Os dados são do Boletim de Assistência ao Enfrentamento da Covid-19, emitido pela Secretaria de Estado de Saúde (Sesacre). O boletim mostra a ocupação de leitos do Sistema Único de Saúde (SUS), por especialidade do leito e por regional.

Segundo dados oficiais, das 126 internações em leitos do SUS, 80 testaram positivo para Covid-19, ou seja, a maioria das pessoas que buscam atendimento médico foram infectadas pelo vírus.

Na região do Baixo Acre, que engloba as cidades de Rio Branco, Sena Madureira, Plácido de Castro e Acrelândia, das 70 Unidades de Tratamento Intensivo (UTI), 27 estão ocupadas registrando uma taxa de ocupação de 38,6%.

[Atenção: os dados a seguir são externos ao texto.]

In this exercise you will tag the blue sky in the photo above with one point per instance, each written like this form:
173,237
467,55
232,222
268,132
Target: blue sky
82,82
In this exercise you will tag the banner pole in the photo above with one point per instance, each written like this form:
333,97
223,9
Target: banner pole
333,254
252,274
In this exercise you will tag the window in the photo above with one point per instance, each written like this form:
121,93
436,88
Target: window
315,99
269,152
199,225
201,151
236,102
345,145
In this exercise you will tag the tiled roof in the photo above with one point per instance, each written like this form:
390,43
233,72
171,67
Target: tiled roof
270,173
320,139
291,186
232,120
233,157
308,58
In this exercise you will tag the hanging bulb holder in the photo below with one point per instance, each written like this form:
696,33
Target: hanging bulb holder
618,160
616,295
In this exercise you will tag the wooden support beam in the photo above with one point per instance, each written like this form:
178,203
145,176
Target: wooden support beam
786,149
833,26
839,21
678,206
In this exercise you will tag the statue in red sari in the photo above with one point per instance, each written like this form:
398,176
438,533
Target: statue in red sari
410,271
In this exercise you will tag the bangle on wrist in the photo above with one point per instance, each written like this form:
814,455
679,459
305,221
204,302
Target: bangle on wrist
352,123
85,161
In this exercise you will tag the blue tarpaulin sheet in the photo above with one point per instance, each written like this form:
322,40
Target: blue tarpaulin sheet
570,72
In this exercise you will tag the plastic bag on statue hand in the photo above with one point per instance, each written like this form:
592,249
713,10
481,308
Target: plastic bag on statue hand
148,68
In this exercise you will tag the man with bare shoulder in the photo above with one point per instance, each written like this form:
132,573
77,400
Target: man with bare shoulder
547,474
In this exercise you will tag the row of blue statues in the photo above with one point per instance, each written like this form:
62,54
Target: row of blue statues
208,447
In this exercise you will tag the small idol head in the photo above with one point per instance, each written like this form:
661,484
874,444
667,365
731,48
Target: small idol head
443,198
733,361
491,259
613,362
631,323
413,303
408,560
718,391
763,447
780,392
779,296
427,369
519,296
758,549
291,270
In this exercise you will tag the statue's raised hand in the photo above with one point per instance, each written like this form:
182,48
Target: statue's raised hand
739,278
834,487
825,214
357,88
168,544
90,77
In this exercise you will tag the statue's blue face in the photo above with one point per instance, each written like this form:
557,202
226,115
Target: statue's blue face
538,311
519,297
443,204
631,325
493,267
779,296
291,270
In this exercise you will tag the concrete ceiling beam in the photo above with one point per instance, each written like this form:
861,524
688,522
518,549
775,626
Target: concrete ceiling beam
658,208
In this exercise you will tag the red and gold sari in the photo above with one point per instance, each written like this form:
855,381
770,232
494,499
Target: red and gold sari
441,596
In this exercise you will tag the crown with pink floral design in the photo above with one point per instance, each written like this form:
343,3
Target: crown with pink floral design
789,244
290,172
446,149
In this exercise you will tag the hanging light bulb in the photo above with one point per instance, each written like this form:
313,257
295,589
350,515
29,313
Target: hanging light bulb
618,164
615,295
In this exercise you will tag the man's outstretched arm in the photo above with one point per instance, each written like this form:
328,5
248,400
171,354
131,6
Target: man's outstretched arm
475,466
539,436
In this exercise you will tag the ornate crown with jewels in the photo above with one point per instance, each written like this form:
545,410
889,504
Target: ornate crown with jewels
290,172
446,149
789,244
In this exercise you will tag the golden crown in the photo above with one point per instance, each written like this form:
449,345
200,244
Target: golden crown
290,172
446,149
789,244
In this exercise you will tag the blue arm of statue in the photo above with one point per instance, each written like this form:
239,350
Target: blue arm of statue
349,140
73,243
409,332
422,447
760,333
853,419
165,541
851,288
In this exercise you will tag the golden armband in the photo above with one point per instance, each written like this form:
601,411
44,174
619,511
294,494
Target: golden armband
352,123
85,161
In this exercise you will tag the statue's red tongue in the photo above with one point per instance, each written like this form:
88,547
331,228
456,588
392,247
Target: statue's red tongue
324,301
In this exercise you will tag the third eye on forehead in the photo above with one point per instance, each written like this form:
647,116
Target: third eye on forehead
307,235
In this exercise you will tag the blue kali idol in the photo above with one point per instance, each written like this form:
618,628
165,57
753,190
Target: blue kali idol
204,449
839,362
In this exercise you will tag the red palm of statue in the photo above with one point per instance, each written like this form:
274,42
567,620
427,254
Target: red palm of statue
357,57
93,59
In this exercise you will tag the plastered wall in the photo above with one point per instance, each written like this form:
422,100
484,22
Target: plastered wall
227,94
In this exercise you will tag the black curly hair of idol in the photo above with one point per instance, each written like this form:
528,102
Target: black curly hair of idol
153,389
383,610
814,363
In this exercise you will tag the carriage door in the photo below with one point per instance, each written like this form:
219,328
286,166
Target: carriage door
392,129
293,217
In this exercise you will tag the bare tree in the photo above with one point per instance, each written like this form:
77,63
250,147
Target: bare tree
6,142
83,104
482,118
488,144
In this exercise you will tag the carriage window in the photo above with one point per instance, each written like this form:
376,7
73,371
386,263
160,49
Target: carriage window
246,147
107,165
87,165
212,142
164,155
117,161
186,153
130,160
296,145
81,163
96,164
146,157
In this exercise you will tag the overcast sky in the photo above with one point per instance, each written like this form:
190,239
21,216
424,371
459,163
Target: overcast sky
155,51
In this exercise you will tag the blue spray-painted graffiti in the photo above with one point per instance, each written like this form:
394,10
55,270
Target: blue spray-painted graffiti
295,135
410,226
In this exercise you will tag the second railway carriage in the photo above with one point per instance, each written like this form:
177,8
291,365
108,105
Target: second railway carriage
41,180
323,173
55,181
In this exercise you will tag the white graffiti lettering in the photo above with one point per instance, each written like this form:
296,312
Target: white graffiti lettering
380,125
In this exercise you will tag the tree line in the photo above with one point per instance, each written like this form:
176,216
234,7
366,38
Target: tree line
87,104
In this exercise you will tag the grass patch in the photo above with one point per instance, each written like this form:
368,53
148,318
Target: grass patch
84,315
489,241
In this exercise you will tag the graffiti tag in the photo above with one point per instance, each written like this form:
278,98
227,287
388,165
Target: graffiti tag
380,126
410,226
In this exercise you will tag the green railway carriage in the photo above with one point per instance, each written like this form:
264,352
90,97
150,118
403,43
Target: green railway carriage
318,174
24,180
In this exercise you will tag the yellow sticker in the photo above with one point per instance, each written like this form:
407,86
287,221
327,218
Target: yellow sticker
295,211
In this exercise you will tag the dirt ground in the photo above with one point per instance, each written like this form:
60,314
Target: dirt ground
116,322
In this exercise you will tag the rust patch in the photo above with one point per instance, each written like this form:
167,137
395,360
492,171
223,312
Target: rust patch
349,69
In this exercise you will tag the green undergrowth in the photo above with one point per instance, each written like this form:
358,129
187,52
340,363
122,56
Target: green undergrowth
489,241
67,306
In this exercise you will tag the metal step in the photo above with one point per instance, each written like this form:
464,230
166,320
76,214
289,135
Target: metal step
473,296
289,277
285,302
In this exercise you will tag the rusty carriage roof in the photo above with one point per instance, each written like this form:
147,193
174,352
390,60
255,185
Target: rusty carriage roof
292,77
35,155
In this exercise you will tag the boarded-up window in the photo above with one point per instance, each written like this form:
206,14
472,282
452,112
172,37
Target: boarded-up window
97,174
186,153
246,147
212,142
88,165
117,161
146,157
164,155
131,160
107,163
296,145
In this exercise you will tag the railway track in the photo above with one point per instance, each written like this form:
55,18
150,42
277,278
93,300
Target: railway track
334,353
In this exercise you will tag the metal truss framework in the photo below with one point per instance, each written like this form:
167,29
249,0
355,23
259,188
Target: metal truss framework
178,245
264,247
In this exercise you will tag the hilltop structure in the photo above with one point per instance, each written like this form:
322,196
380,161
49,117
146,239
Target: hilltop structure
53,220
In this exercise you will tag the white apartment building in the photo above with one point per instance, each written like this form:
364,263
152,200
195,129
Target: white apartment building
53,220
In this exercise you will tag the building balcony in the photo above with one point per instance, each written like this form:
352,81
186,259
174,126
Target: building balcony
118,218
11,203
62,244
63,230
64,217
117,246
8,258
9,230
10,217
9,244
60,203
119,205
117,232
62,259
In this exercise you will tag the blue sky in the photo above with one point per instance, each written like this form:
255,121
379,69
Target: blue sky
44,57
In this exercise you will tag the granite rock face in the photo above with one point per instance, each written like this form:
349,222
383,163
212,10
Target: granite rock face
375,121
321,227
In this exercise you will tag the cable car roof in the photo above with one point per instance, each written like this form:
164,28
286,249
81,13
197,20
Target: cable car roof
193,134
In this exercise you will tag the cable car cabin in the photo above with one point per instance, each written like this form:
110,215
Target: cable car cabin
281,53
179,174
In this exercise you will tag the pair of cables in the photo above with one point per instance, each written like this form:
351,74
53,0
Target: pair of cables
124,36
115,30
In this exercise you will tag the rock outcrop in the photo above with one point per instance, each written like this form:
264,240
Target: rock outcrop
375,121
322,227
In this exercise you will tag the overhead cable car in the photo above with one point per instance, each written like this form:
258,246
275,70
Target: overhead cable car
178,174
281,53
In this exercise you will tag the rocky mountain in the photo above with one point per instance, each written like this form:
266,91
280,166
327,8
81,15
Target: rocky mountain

A menor taxa de ocupação está na região do Juruá, que engloba Cruzeiro do Sul, Tarauacá e Marechal Thaumaturgo, dos 20 leitos de UTI existentes, nenhum está ocupado, registrando 0% de ocupação. Os leitos clínicos somam 95 e 23 estão ocupados, registrando 24,2% de ocupação.

Já regional do Alto Acre, que engloba as cidades de Brasileia e Epitaciolândia, não há registro de uma ocupação de leitos de enfermaria num total de 19 leitos disponíveis. A regional do Alto Acre é a única que não tem leitos de UTI para a Covid-19.